Connesso a tale aspetto vi è poi quello di valutare la forza dell’intervento di armonizzazione, vale a dire stabilire se sia ottimale provvedere con una serie di norme imperative che abbiano diretta incidenza sul diritto degli Stati membri ovvero, tenendo conto del carattere dispositivo del diritto contrattuale, adottare provvedimenti o misure di carattere non legislativo o opzionali, ovvero se sia possibile attuare un mix di entrambe le soluzioni.

Di solito nelle transazioni transfrontaliere le parti possono decidere a quale ordinamento sottoporre il contratto. Scegliendo una normativa nazionale, le parti ne accettano tutte le norme imperative, nonché le norme non imperative che non decidano di sostituire con termini contrattuali differenti.

Possono però sorgere conflitti tra le norme imperative di un paese e quelle di un altro, conflitti che potrebbero avere un effetto negativo sulle transazioni transfrontaliere.

Anche se non previste dalle normative nazionali, alcune clausole possono essere inserite nei contratti per via della prassi comune invalsa in un determinato Stato membro, soprattutto quando tale prassi sia stata formalizzata da contratti tipo, con ciò ponendosi tali clausole, di fatto, come imperative. In tal caso potrebbe essere difficile concludere un contratto contenente termini e condizioni difformi da quelli generalmente applicati in quello Stato membro.

Inoltre, la difformità delle normative nazionali può aumentare i costi delle transazioni, soprattutto per quanto riguarda l’informazione e gli eventuali litigi, il che vale in generale per le imprese e in particolare per le PMI e i consumatori.

Al di là della tipologia dello strumento, l’intento dell’Unione europea di uniformare il diritto contrattuale risponde ad esigenze di superamento della divergenza e del raggiungimento di un grado di coerenza di coerenza del corpus normativo comunitario.

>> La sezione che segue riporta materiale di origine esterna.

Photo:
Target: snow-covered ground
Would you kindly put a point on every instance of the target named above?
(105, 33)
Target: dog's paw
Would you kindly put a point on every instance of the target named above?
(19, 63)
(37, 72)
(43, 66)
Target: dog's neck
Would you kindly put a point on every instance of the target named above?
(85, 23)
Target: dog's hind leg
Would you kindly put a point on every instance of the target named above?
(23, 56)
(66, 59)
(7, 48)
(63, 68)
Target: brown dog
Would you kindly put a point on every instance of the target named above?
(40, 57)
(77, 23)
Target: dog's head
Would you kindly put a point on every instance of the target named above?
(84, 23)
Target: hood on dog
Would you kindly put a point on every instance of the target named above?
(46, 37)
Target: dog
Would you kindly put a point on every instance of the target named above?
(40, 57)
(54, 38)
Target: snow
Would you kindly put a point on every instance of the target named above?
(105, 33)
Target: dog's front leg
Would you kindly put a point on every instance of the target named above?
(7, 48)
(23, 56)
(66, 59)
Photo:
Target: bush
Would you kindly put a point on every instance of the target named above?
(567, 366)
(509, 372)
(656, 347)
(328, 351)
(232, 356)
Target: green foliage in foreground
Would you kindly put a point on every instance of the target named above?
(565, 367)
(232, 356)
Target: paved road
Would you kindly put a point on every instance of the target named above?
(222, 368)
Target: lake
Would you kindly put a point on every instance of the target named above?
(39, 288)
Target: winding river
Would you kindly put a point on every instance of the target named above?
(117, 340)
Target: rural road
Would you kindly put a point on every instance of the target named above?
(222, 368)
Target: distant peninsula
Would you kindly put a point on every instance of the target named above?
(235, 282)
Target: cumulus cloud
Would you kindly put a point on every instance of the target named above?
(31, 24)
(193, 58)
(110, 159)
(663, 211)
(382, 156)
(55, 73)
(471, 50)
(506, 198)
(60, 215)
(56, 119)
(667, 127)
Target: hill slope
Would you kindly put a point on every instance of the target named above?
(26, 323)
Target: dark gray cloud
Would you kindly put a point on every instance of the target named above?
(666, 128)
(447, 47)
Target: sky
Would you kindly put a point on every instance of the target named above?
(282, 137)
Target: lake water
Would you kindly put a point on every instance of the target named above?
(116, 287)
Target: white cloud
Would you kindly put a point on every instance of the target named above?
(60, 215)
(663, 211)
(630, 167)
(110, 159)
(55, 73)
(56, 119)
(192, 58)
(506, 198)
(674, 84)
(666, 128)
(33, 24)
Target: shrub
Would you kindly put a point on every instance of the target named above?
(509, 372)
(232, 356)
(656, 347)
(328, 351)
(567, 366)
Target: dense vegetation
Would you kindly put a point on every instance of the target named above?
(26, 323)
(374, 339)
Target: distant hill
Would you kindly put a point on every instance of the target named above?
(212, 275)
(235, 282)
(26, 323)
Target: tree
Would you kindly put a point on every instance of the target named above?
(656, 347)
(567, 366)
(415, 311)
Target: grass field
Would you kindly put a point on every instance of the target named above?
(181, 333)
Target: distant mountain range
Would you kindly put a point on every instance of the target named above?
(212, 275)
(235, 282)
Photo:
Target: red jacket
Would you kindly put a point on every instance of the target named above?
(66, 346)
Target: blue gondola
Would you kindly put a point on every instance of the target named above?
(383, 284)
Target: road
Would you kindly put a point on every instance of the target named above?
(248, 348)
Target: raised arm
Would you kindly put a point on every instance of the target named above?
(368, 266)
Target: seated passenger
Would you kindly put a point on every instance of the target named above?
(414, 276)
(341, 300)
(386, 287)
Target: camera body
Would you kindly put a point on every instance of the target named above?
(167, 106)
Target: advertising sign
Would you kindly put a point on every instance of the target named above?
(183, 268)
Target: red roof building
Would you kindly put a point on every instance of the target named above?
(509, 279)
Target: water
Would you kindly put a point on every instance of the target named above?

La scelta di un modello basato sulla soft Law piuttosto che uno basato sulla hard law, sembra al momento lasciare il posto ad un approccio graduale passante per uno strumento ibrido applicabile al diritto europeo contrattuale.

Ciò nel senso che mentre è riconosciuto il ruolo del hard law quale strumento insostituibile per ottenere un’unità coerente per realizzare un mercato unico, è ugualmente riconosciuto il ruolo del soft law per coordinare il processo legislativo in atto e aumentare la condivisione fra gli Stati membri, senza sembrare una imposizione dall’alto, in modo da costruire una cultura contrattuale europea consapevole e quindi accettata.

I lavori della Commissione europea in materia di diritto contrattuale indicano quanto sia importante preparare una base per l’accettabilità e la coerenza di un’eventuale legislazione uniformata. Pertanto se è vero che la convergenza e l’unità del diritto contrattuale europeo è desiderabile, lo strumento o la strada attraverso cui ciò diviene realizzabile non potrà che essere individuato nel corso dell’iniziativa.